We stopped until when we could walk without entering into the water because we didn’t have proper shoes, but it’s was really interesting to visit it and watch at the crocodile that seemed immobilized with the mouth.
Indeed do you know
why they lie with the mouth open? It’s because of the refrigeration system; they need to keep active their brain and so they open the mouth for making the air entering!

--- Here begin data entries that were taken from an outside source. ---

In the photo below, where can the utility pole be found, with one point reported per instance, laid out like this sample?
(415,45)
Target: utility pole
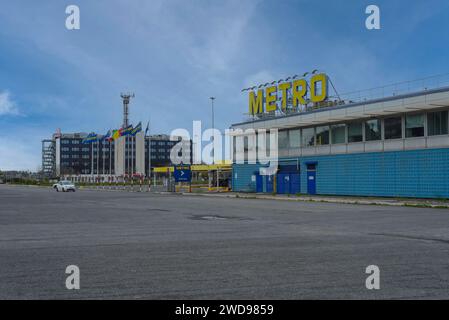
(213,127)
(126,97)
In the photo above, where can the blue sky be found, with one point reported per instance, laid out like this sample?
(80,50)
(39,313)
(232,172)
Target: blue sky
(175,54)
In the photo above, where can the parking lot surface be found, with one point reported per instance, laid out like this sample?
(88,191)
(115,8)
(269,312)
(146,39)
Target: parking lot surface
(149,246)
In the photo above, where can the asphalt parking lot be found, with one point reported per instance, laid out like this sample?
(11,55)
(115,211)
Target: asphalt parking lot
(148,246)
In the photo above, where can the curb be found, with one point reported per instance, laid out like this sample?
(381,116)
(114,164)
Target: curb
(328,200)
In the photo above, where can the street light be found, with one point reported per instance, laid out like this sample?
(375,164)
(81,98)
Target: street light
(213,149)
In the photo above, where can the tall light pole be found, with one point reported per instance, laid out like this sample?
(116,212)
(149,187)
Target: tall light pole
(213,127)
(126,97)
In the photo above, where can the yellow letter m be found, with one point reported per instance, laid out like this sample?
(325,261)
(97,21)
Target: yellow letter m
(256,102)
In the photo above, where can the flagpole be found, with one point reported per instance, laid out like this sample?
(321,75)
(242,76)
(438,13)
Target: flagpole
(98,158)
(92,160)
(110,158)
(132,156)
(102,154)
(149,151)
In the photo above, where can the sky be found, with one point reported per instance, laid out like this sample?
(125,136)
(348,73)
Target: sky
(174,55)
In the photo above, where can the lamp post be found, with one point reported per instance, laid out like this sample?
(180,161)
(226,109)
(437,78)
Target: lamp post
(213,149)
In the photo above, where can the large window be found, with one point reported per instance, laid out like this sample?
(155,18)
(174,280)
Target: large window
(393,128)
(355,133)
(372,130)
(294,138)
(437,123)
(322,135)
(308,137)
(338,133)
(283,140)
(414,125)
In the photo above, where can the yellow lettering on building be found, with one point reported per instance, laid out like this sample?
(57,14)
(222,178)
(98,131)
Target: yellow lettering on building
(256,102)
(284,89)
(318,78)
(299,91)
(270,98)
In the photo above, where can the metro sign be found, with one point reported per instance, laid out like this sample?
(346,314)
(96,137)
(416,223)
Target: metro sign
(182,173)
(265,101)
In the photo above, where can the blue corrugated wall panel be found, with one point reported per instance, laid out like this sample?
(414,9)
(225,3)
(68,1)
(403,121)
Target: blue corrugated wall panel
(413,173)
(241,177)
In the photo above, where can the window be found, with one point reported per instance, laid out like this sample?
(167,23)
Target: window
(414,125)
(437,123)
(294,138)
(283,140)
(308,137)
(372,130)
(322,135)
(393,128)
(338,133)
(355,133)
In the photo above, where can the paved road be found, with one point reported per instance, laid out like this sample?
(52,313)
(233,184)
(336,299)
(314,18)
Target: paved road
(132,245)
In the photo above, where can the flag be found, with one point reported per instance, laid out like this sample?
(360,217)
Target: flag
(148,128)
(91,137)
(136,129)
(126,131)
(107,136)
(116,134)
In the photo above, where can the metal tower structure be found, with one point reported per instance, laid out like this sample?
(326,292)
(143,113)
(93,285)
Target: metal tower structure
(126,97)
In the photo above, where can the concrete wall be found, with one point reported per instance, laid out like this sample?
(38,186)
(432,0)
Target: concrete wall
(413,173)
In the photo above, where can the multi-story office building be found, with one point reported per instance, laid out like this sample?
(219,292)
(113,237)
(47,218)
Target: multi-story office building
(65,154)
(396,146)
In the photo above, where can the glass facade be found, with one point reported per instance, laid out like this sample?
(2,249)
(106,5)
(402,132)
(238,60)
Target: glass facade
(373,130)
(355,133)
(322,135)
(308,137)
(338,133)
(393,128)
(437,123)
(283,140)
(414,125)
(294,138)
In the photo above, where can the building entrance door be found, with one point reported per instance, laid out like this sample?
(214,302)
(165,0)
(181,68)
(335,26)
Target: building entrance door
(311,178)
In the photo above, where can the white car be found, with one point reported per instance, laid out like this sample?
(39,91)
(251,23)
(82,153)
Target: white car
(64,186)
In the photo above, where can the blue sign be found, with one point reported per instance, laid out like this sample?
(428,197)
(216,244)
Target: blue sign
(182,173)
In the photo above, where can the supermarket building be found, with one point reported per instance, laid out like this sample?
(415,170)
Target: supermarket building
(393,146)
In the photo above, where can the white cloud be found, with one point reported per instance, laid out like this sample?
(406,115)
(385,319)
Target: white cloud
(18,155)
(258,78)
(6,105)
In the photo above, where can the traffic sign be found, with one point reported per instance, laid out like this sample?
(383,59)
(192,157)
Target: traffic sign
(182,173)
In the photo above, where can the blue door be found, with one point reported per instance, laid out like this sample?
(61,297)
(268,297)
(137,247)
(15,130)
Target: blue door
(259,183)
(269,184)
(281,188)
(294,183)
(311,182)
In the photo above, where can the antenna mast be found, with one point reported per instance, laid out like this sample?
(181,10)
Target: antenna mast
(126,97)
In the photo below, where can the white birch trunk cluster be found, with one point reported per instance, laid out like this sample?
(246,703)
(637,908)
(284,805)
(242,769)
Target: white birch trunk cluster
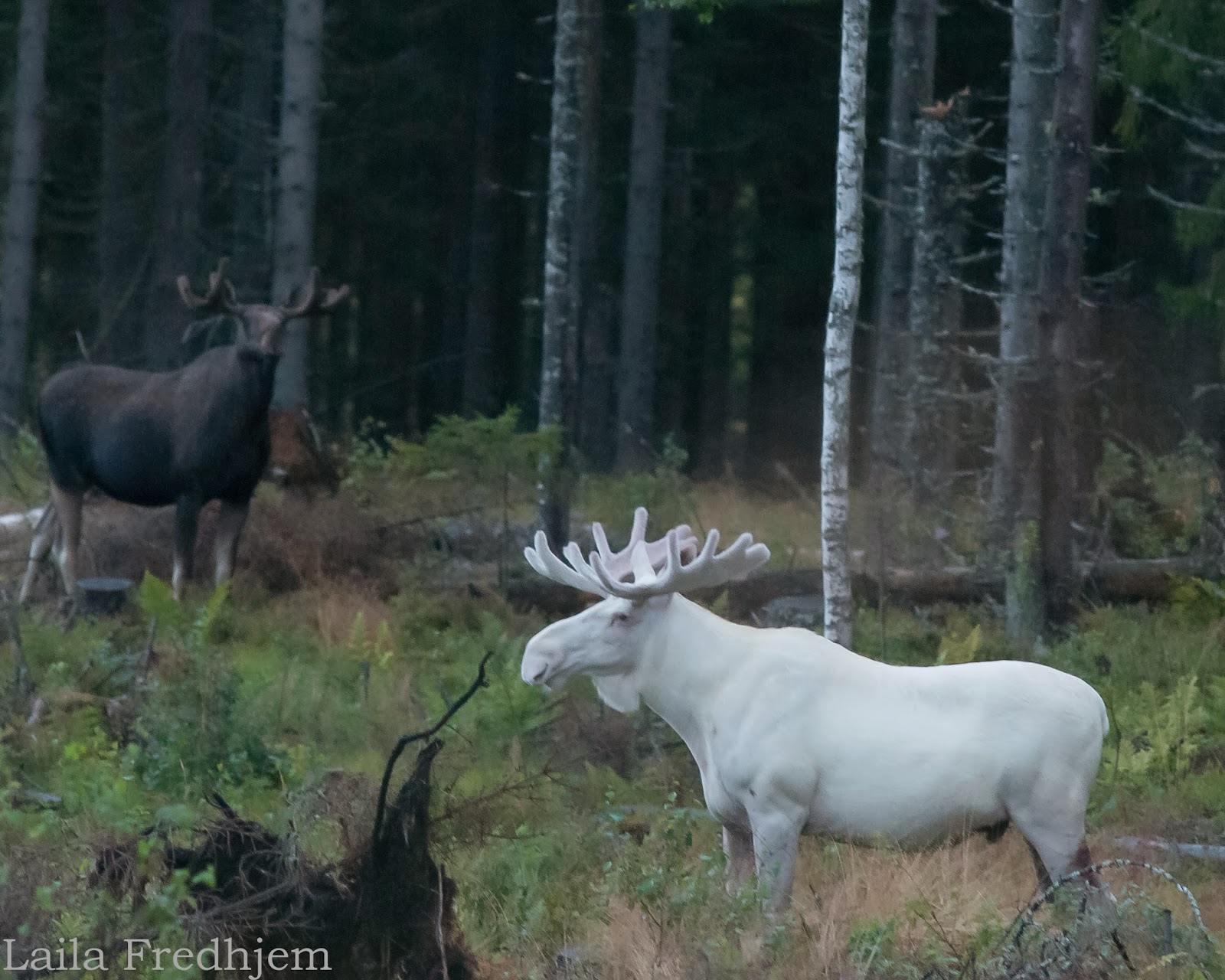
(841,322)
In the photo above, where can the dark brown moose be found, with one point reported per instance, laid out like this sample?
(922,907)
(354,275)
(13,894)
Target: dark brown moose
(183,438)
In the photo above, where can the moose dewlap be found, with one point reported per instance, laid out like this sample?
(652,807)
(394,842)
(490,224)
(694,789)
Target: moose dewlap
(795,734)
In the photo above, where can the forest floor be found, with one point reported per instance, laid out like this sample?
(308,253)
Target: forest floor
(576,837)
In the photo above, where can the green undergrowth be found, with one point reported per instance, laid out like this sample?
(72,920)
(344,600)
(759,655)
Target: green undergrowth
(247,700)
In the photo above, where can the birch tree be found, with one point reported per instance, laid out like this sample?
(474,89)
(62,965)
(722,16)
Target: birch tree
(119,238)
(296,185)
(640,298)
(841,322)
(482,314)
(177,233)
(559,341)
(21,218)
(1014,492)
(912,79)
(253,159)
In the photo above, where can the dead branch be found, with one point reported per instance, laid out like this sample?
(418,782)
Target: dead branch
(406,740)
(22,681)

After this adventure, we finally reach
Fitzroy Crossing (115km from Tunnel Creek – 1 hour and a half). It’s been a week of a
mix of adrenaline and fear by meeting the famous freshwater crocodiles that habit this area. Regarding
the road from Windjana to Fitzroy Crossing: if you are not used to the
corrugated road it’s a little bit difficult to be concentrated all the time to avoid holes and to avoid to break some parts of the car. We did it without any damage (luckily) and we are happy to have driven on such a famous road even if for a few kilometres. If you have more experience with off-road try to do all the 660 km and tell us about your adventure!